Tout au long de sa carrière, il a souvent eu son bureau à l'intérieur de l'usine. « Une usine de verre, c'est magnifique, dit-il. Les opérateurs de base éprouvent une fierté que je n'ai jamais rencontrée ailleurs. Surtout dans la partie chaude. C'est la noblesse de la classe ouvrière. » Cette culture ouvrière, Jérôme Fessard la porte en bandoulière. L'un des sites industriels de Verallia, rappelle-t-il, date de la fin du XIXe siècle et fait partie du groupe depuis 1998. Il a conservé son nom d'origine : VOA, pour « Verrerie ouvrière d'Albi ». Cette usine avait été créée sous forme de coopérative par Jean Jaurès.

Il n'y a pas que le verre dans sa vie. Amateur de tennis et de ski, ce père de trois enfants, dont deux ingénieurs, est un fou d'opéra. Il cultive aussi un drôle de hobby : une collection d'angelots baroques... Une personnalité originale, donc. Mais aussi un fin politique. Il ne tarit pas d'éloges pour Pierre-André de Chalendar, qui est toujours son patron. En bon soldat (au propre comme au figuré, puisqu'il est capitaine de corvette de réserve), il adhère à fond aux valeurs de Saint-Gobain : respect des personnes, engagement professionnel, intégrité, loyauté, solidarité.

En passant par la fonction publique

Comme nombre de patrons français, celui de Verallia est arrivé à l'entreprise en passant par la haute fonction publique. Après Polytechnique, les Ponts et Chaussées et un Master of Science du MIT, il fait ainsi ses premiers pas au ministère de l'Industrie, où il se lie d'amitié avec Patrick Kron, aujourd'hui PDG d'Alstom. En 1983, Jérôme Fessard participe à la création du Fonds industriel de modernisation. Il y apprend à gérer des projets. Ce dispositif fut en quelque sorte l'ancêtre du Fonds stratégique d'investissement (FSI). Clin d'oeil de l'histoire, Gilles Michel, premier patron du FSI, compte parmi ses proches : « J'ai connu Jérôme à Polytechnique, explique Gilles Michel, aujourd'hui PDG d'Imerys, et nous sommes restés amis. En 1996, nous nous sommes retrouvés par hasard au sein de la même division, l'emballage, chez Saint-Gobain. Moi, patron aux États-Unis, lui en Allemagne. C'est un excellent dirigeant, qui ne se prend pas inutilement au sérieux et qui sait fédérer les énergies autour de lui. Avec son air aimable, je peux vous dire que c'est un négociateur redoutable ! » Avec autant de qualités, il était temps qu'il devienne patron.

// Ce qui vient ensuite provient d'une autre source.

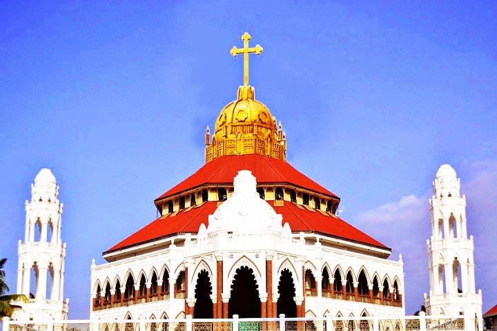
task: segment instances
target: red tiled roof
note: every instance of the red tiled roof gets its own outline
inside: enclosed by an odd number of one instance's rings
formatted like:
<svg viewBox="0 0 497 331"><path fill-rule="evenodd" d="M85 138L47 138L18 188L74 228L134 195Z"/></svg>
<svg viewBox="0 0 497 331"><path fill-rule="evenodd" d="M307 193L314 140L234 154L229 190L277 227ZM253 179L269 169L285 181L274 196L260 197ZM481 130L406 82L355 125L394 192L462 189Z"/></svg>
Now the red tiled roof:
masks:
<svg viewBox="0 0 497 331"><path fill-rule="evenodd" d="M490 317L497 314L497 305L494 305L490 310L483 314L483 317Z"/></svg>
<svg viewBox="0 0 497 331"><path fill-rule="evenodd" d="M173 187L157 199L200 186L202 184L232 185L238 171L252 172L257 184L288 183L311 190L333 197L335 194L313 181L288 162L256 154L247 155L226 155L208 162L195 173Z"/></svg>
<svg viewBox="0 0 497 331"><path fill-rule="evenodd" d="M354 228L342 219L319 210L306 208L289 201L282 206L275 206L277 213L283 217L282 223L288 223L293 232L315 232L333 237L387 248L375 239ZM194 208L186 208L168 216L161 217L109 248L107 252L121 248L157 240L177 233L197 233L200 224L208 225L209 214L217 208L216 201L205 202Z"/></svg>

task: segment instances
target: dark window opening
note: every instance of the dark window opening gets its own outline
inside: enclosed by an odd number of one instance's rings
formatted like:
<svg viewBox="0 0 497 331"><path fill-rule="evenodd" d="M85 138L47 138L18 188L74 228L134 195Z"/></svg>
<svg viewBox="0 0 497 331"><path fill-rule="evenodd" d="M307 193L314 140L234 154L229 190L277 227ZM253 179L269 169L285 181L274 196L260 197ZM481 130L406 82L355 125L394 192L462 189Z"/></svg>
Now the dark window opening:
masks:
<svg viewBox="0 0 497 331"><path fill-rule="evenodd" d="M168 201L168 212L173 212L174 211L174 204L173 201Z"/></svg>
<svg viewBox="0 0 497 331"><path fill-rule="evenodd" d="M228 199L228 194L226 194L226 189L224 188L219 188L217 189L217 200L220 201L225 201Z"/></svg>
<svg viewBox="0 0 497 331"><path fill-rule="evenodd" d="M290 190L290 201L297 203L297 194L293 190Z"/></svg>
<svg viewBox="0 0 497 331"><path fill-rule="evenodd" d="M281 188L277 188L276 192L275 192L275 198L276 200L283 200L284 197L283 189Z"/></svg>
<svg viewBox="0 0 497 331"><path fill-rule="evenodd" d="M318 197L314 197L314 209L321 209L321 201Z"/></svg>
<svg viewBox="0 0 497 331"><path fill-rule="evenodd" d="M264 192L264 188L257 188L257 193L259 193L259 197L264 200L266 198L266 194Z"/></svg>
<svg viewBox="0 0 497 331"><path fill-rule="evenodd" d="M309 205L309 194L307 193L302 193L302 204Z"/></svg>

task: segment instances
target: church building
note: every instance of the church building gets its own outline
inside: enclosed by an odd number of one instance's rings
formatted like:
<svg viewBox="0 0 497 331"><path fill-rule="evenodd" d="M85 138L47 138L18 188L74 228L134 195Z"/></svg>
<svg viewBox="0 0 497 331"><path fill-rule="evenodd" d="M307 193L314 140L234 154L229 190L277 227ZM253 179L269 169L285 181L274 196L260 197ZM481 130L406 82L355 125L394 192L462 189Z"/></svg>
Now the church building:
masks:
<svg viewBox="0 0 497 331"><path fill-rule="evenodd" d="M402 258L337 215L340 197L286 161L248 84L205 134L205 164L155 201L160 217L91 265L90 319L405 316Z"/></svg>

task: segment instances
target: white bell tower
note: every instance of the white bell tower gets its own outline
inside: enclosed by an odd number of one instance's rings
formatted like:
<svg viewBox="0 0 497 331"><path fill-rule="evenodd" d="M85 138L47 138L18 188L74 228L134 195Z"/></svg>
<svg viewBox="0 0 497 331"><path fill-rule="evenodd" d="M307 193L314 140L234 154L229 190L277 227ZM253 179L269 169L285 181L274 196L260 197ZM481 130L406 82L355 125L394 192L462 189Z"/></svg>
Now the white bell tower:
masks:
<svg viewBox="0 0 497 331"><path fill-rule="evenodd" d="M481 290L475 289L473 236L466 228L466 197L460 179L448 164L438 169L429 200L431 238L427 240L430 291L425 294L429 315L482 318ZM481 329L481 325L480 328Z"/></svg>
<svg viewBox="0 0 497 331"><path fill-rule="evenodd" d="M30 298L15 319L66 319L69 300L64 300L66 243L61 239L64 205L49 169L41 169L26 201L24 242L19 241L17 293Z"/></svg>

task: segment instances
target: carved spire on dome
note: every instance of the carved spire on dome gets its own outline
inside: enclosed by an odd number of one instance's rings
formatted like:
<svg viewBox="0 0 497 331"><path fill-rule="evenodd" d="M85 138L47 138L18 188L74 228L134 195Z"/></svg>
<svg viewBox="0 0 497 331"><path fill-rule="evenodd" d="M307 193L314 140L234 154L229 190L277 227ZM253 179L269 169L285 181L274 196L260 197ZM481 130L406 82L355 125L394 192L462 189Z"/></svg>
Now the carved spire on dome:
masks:
<svg viewBox="0 0 497 331"><path fill-rule="evenodd" d="M238 88L237 100L221 110L213 132L206 132L206 162L223 155L250 154L286 160L284 132L269 109L255 100L254 88L248 85L248 54L262 52L259 44L248 47L250 39L250 34L245 32L242 36L244 48L233 46L230 51L233 57L244 55L244 85Z"/></svg>

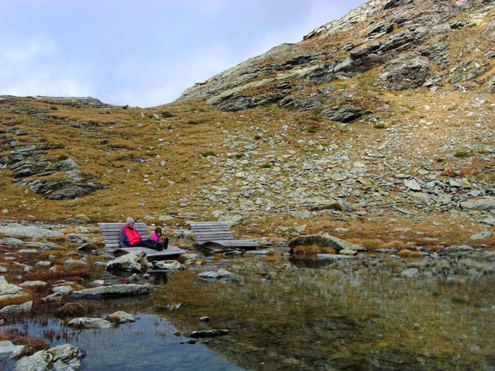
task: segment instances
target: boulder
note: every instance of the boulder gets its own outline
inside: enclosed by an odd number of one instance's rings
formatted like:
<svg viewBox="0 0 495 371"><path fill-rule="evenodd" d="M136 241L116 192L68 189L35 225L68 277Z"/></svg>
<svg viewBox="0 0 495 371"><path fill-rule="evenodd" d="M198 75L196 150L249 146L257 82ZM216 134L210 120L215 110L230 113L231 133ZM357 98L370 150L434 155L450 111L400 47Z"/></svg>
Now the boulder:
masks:
<svg viewBox="0 0 495 371"><path fill-rule="evenodd" d="M291 248L294 248L296 246L305 245L309 246L316 245L321 247L332 247L337 252L342 249L354 250L358 252L366 252L368 249L359 245L352 244L331 236L328 233L322 235L307 235L305 236L299 236L293 238L289 242L289 246Z"/></svg>
<svg viewBox="0 0 495 371"><path fill-rule="evenodd" d="M340 200L329 199L327 200L318 200L311 206L311 211L320 211L322 210L346 210L347 205Z"/></svg>
<svg viewBox="0 0 495 371"><path fill-rule="evenodd" d="M387 90L405 90L421 86L431 75L427 58L407 53L388 63L378 77Z"/></svg>
<svg viewBox="0 0 495 371"><path fill-rule="evenodd" d="M123 311L115 312L107 316L107 319L108 321L114 322L114 319L118 319L118 322L120 324L125 324L127 322L135 322L138 317Z"/></svg>
<svg viewBox="0 0 495 371"><path fill-rule="evenodd" d="M235 275L226 269L219 269L218 271L206 271L198 274L198 277L206 280L218 280L221 278L233 278Z"/></svg>
<svg viewBox="0 0 495 371"><path fill-rule="evenodd" d="M212 330L194 331L190 334L190 338L209 338L211 336L219 336L226 335L230 331L226 329L214 329Z"/></svg>
<svg viewBox="0 0 495 371"><path fill-rule="evenodd" d="M146 254L143 250L129 252L107 263L107 269L142 272L148 266Z"/></svg>
<svg viewBox="0 0 495 371"><path fill-rule="evenodd" d="M71 298L75 299L102 299L148 295L149 288L144 285L112 285L74 291Z"/></svg>
<svg viewBox="0 0 495 371"><path fill-rule="evenodd" d="M103 318L91 318L88 317L80 317L71 319L67 324L71 327L79 327L83 329L108 329L112 324L110 321Z"/></svg>
<svg viewBox="0 0 495 371"><path fill-rule="evenodd" d="M474 252L475 249L467 245L453 245L443 249L445 254L455 254L457 252Z"/></svg>
<svg viewBox="0 0 495 371"><path fill-rule="evenodd" d="M421 191L421 186L416 179L407 179L404 181L404 185L412 191Z"/></svg>
<svg viewBox="0 0 495 371"><path fill-rule="evenodd" d="M16 363L14 371L77 371L83 368L80 360L83 357L84 353L78 348L62 344L23 357Z"/></svg>
<svg viewBox="0 0 495 371"><path fill-rule="evenodd" d="M184 266L176 260L158 260L153 261L153 264L156 268L165 271L182 271L185 269Z"/></svg>
<svg viewBox="0 0 495 371"><path fill-rule="evenodd" d="M30 238L64 238L65 235L47 227L39 225L23 225L20 223L9 223L0 225L0 233L10 236L28 237Z"/></svg>
<svg viewBox="0 0 495 371"><path fill-rule="evenodd" d="M495 197L468 199L460 204L461 208L467 210L490 210L495 208Z"/></svg>

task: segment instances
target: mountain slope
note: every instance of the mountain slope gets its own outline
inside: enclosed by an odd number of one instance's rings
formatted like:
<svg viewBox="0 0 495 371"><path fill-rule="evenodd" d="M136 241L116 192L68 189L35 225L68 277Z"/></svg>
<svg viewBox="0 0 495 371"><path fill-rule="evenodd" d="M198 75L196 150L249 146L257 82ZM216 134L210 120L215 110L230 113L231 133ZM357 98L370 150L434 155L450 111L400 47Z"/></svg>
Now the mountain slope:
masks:
<svg viewBox="0 0 495 371"><path fill-rule="evenodd" d="M3 218L494 245L494 15L369 1L157 107L0 97Z"/></svg>

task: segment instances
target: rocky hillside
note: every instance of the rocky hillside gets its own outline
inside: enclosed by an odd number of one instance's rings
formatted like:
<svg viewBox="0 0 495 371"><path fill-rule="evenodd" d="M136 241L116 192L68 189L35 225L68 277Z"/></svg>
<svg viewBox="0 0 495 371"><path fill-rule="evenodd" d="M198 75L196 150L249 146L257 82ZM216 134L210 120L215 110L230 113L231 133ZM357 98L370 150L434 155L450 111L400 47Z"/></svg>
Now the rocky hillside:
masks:
<svg viewBox="0 0 495 371"><path fill-rule="evenodd" d="M372 0L296 44L284 44L186 90L226 111L274 102L348 122L383 109L378 94L337 89L359 77L375 89L495 92L493 1Z"/></svg>
<svg viewBox="0 0 495 371"><path fill-rule="evenodd" d="M494 19L374 0L170 105L1 97L1 215L492 246Z"/></svg>

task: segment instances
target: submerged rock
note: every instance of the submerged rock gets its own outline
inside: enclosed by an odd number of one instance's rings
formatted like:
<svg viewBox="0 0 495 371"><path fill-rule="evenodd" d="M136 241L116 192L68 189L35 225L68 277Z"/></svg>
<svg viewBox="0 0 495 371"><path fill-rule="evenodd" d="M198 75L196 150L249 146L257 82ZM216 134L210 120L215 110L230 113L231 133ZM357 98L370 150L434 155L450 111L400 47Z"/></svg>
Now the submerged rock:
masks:
<svg viewBox="0 0 495 371"><path fill-rule="evenodd" d="M107 263L107 269L142 272L147 268L146 254L143 250L129 252Z"/></svg>
<svg viewBox="0 0 495 371"><path fill-rule="evenodd" d="M202 330L192 331L189 337L190 338L208 338L210 336L219 336L220 335L226 335L230 332L229 330L225 329L214 329L213 330Z"/></svg>
<svg viewBox="0 0 495 371"><path fill-rule="evenodd" d="M305 236L299 236L291 240L289 242L289 246L291 248L294 248L296 246L305 245L309 246L316 245L321 247L332 247L337 252L343 249L354 250L357 252L366 252L368 249L359 245L351 244L343 240L331 236L328 233L322 235L307 235Z"/></svg>
<svg viewBox="0 0 495 371"><path fill-rule="evenodd" d="M127 322L135 322L138 317L131 313L127 313L127 312L117 311L108 314L107 316L107 320L111 322L118 322L120 324L125 324ZM114 321L115 319L118 319L118 321Z"/></svg>
<svg viewBox="0 0 495 371"><path fill-rule="evenodd" d="M218 271L206 271L198 274L198 277L207 280L216 280L220 278L232 278L235 276L226 269L219 269Z"/></svg>
<svg viewBox="0 0 495 371"><path fill-rule="evenodd" d="M83 368L80 359L84 353L71 344L62 344L47 351L39 351L17 361L15 371L76 371Z"/></svg>
<svg viewBox="0 0 495 371"><path fill-rule="evenodd" d="M147 295L149 288L144 285L112 285L74 291L71 298L76 299L101 299Z"/></svg>
<svg viewBox="0 0 495 371"><path fill-rule="evenodd" d="M103 318L92 318L80 317L71 319L67 324L71 327L82 327L83 329L108 329L112 324Z"/></svg>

Gilles Michel, PDG d'Imerys

« C'est un excellent dirigeant, qui ne se prend pas inutilement au sérieux et qui sait fédérer les énergies. Avec son air aimable, je peux vous dire que c'est un négociateur redoutable ! »

EN QUELQUES MOTS

Ingénieur X-Ponts, diplômé du MIT, il estime pourtant que les ingénieurs ne sont pas toujours ingénieux. Entrepreneur Les classes prépa devraient développer davantage le goût du risque. Matériau Le verre, c'est le matériau de rêve ! Le plus propre et le seul entièrement recyclable. Premium Sa stratégie consiste à entraîner Verallia vers les produits à forte valeur ajoutée. C'est pourquoi il délaisse encore les pays émergents.